1. You’ll probably get your stimulus check the same way you get your federal benefits. That means most recipients will receive their payments via direct deposit or Direct Express Debit Mastercard. If you’ve recently closed the bank account that’s on file, your bank will reject the deposit and you’ll receive your payment in the mail. There’s no way you can update that information online.
2. You may need to file a tax return if you have dependents. Most Social Security and SSI recipients don’t need to take action to receive their payments. But the IRS won’t automatically get information about your dependents from Social Security or SSI — and this time around, you can get $1,400 for each dependent regardless of their age.
This probably won’t be an issue if you filed a 2019 or 2020 tax return and claimed your dependent, or if you used the non-filer tool from the first round of payments to submit their information. Otherwise, you may need to file a tax return to get the payment on their behalf, even though you aren’t normally required to. You may not receive dependent payments with your payment, but once the IRS has updated information, it will send you any extra money it owes you after it processes your return. Submitting a return could also help you qualify for the expanded child tax credit.
3. The IRS typically makes payments on Wednesdays. Though you may see direct deposits listed as pending a few days earlier, usually they become available for you to spend on Wednesdays.
4. You can track your check using Get My Payment. You can look up the status of your check using the Get My Payment feature on IRS.gov. If your payment hasn’t been scheduled yet, it will show up as Payment Status Not Available.

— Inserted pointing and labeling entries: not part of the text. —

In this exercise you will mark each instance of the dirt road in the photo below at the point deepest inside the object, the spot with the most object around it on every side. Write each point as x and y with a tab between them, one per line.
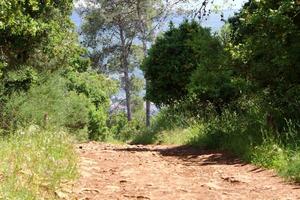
172	173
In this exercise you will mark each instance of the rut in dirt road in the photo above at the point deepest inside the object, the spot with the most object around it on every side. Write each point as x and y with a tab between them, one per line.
172	173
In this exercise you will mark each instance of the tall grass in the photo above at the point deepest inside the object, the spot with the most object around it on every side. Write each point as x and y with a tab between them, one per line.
34	163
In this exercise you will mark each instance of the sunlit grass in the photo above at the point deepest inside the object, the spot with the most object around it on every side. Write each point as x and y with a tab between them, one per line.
34	163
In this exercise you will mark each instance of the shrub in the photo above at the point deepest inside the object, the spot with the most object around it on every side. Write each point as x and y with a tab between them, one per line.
35	163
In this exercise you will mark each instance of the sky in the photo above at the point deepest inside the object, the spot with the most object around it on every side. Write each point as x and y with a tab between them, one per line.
227	7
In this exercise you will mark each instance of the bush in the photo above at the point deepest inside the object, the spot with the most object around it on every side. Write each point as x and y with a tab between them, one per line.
35	163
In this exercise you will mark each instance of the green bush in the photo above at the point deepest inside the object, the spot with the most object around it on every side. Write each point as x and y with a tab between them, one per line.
35	163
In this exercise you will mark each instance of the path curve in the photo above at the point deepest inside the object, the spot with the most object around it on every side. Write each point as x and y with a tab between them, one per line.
172	173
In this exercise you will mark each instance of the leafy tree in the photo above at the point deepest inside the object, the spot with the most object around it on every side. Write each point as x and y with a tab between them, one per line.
24	27
265	46
179	63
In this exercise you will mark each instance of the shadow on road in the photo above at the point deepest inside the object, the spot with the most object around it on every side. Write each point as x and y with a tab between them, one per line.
188	155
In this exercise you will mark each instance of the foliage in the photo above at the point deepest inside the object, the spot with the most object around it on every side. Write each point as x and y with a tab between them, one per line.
179	62
35	164
265	49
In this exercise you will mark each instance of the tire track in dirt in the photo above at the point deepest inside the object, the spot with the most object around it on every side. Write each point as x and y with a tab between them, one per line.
172	173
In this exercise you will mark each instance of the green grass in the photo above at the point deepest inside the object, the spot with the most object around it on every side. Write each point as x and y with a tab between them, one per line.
35	163
247	140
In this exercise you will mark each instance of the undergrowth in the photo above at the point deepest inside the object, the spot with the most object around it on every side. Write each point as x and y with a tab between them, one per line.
34	164
246	136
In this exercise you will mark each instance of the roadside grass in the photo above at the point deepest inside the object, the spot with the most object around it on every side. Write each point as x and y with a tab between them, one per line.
252	144
34	163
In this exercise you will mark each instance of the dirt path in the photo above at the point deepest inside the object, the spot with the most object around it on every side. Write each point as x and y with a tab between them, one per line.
172	173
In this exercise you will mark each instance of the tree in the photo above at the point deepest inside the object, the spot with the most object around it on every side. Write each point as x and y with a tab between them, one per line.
179	60
265	47
109	30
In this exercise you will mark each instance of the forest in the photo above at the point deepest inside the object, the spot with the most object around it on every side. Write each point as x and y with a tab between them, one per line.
129	75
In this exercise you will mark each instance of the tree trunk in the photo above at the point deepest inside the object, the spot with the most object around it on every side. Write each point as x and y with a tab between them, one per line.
148	105
124	64
127	93
144	41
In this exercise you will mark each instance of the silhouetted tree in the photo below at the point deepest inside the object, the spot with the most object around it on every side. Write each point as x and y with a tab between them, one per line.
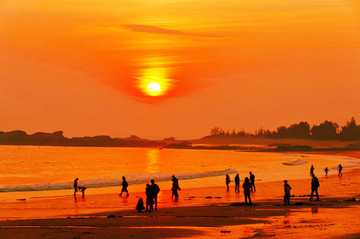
350	131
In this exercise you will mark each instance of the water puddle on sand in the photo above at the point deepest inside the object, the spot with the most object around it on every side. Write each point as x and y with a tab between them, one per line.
306	223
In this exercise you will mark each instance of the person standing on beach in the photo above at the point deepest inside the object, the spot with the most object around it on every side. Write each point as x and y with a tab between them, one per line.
287	196
175	187
312	170
326	171
340	170
124	188
252	181
237	183
227	180
314	187
155	188
247	187
75	186
82	190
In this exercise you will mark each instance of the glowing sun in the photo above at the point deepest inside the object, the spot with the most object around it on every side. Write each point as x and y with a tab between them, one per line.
154	89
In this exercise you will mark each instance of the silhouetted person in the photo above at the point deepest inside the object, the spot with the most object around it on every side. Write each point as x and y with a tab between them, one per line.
247	188
124	188
75	185
314	187
237	183
140	205
82	189
149	198
252	181
155	188
340	170
175	187
287	195
227	180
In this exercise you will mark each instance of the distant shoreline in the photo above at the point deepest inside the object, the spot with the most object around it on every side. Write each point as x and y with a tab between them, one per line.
214	142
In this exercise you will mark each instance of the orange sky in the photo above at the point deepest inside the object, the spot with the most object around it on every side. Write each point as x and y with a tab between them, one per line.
83	66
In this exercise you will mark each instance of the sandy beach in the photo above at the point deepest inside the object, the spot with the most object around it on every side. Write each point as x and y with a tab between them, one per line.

The information is only updated once a day, so it won’t do you any good to constantly monitor the site. Using it multiple times in a day could get you locked out.
5. Any issues with your payment will need to be addressed with the IRS. Unfortunately, there are no easy ways to resolve issues surrounding missing payments or payments that are lower than they should have been. But ultimately, you’ll need to take the matter to the IRS, not Social Security or the agency that gives you benefits.
You can try calling the IRS with questions about your stimulus check at 800-919-9835, but your odds of getting through at this point are slim. For now, the best way to get up-to-date information is to check Get My Payment once each day and monitor the FAQ on the IRS website.